Computes weighted log odds ratios using the method from Monroe, Colaresi, and Quinn (2008) "Fightin' Words" via the tidylo package. This method weights log odds by variance (z-score) to identify words that reliably distinguish between groups, accounting for sampling variability.

Usage

calculate_weighted_log_odds(dfm_object, group_var, top_n = 10, min_count = 5)

Arguments

dfm_object

A quanteda dfm object

group_var

Character, name of the document variable to group by

top_n

Number of top terms to return per group (default: 10)

min_count

Minimum total count for a term to be included (default: 5)

Value

A data frame with columns: group, feature, n, log_odds_weighted, and log_odds (from tidylo::bind_log_odds)

References

Monroe, B. L., Colaresi, M. P., & Quinn, K. M. (2008).
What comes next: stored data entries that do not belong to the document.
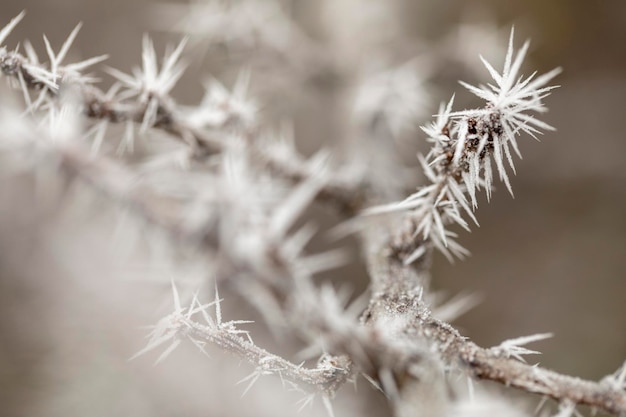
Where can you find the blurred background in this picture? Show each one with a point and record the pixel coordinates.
(553, 259)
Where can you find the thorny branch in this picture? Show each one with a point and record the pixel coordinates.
(398, 340)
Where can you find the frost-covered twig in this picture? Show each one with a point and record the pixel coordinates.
(329, 374)
(146, 101)
(465, 145)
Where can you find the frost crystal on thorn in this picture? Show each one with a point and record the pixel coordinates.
(465, 146)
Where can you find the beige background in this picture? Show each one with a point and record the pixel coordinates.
(551, 260)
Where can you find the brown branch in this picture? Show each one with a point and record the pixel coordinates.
(346, 196)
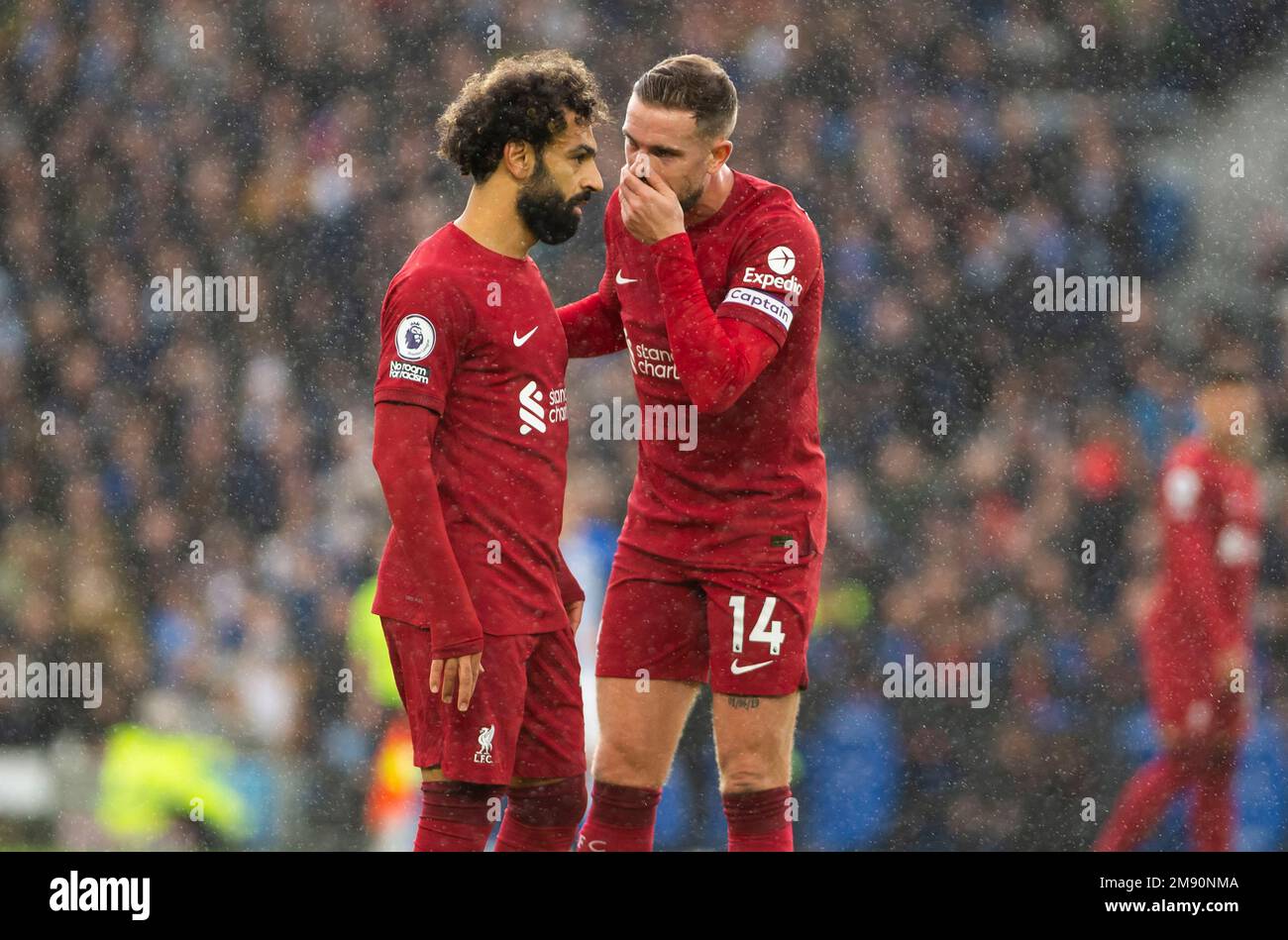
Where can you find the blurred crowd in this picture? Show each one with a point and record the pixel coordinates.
(187, 497)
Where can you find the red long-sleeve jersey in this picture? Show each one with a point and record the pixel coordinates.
(1211, 514)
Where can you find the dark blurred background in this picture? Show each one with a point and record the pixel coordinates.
(228, 719)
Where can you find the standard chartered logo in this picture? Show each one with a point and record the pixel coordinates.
(532, 412)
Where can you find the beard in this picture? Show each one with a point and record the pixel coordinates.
(691, 198)
(545, 211)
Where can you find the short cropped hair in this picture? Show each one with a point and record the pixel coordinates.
(697, 84)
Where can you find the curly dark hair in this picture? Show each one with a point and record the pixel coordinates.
(519, 98)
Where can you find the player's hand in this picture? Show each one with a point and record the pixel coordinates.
(651, 209)
(458, 677)
(575, 614)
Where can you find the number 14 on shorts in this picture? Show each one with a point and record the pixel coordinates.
(767, 629)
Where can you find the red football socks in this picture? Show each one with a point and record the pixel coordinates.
(759, 822)
(542, 819)
(1151, 789)
(455, 816)
(621, 819)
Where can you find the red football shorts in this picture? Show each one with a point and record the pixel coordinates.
(743, 632)
(524, 719)
(1183, 690)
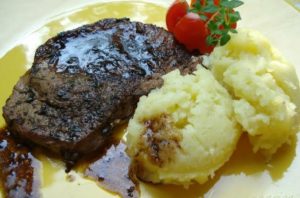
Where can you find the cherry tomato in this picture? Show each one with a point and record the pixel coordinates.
(190, 30)
(177, 10)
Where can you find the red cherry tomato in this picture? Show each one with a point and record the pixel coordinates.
(177, 10)
(190, 30)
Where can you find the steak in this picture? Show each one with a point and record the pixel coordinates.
(85, 82)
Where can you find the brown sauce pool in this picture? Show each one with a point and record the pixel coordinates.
(20, 169)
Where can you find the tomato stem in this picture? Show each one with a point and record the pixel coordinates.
(211, 18)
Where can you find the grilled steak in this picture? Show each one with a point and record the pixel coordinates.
(86, 81)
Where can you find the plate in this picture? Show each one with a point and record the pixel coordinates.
(246, 174)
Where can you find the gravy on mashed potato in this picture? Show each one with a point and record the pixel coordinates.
(187, 129)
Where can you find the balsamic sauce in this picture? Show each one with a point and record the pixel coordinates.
(19, 169)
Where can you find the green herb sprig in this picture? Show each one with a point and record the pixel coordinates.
(222, 21)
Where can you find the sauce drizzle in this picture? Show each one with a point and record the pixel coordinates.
(19, 168)
(112, 171)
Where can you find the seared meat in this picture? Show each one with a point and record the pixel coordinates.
(86, 81)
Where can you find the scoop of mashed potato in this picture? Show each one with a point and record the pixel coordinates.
(183, 131)
(264, 86)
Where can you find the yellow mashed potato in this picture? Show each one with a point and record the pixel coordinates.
(184, 131)
(264, 86)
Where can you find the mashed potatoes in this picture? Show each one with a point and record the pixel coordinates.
(183, 131)
(265, 88)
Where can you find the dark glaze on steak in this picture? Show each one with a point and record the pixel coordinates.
(86, 81)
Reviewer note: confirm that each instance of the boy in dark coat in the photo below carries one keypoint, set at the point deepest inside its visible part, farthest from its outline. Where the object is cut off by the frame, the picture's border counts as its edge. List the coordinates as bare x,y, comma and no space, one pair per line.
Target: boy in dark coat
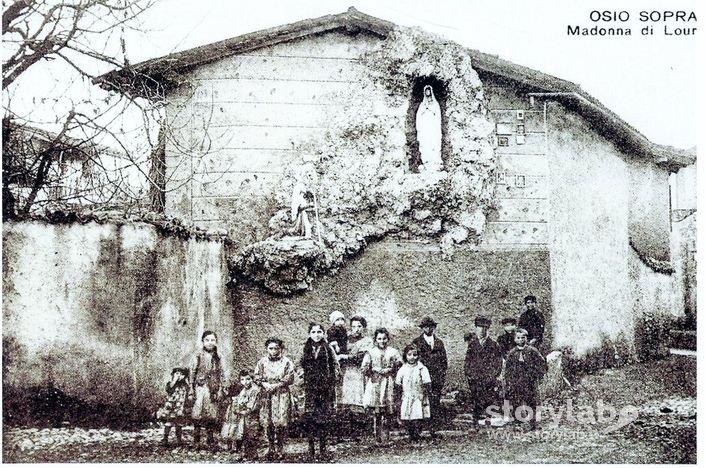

Fightin' words: Lexical feature selection and evaluation for identifying the content of political conflict. Political Analysis, 16(4), 372-403.

Silge, J., & Robinson, D. (2017). Text mining with R: A tidy approach. O'Reilly Media. https://www.tidytextmining.com/

Examples

if (FALSE) { # \dontrun{
weighted_odds <- calculate_weighted_log_odds(dfm, "party", top_n = 15)
} # }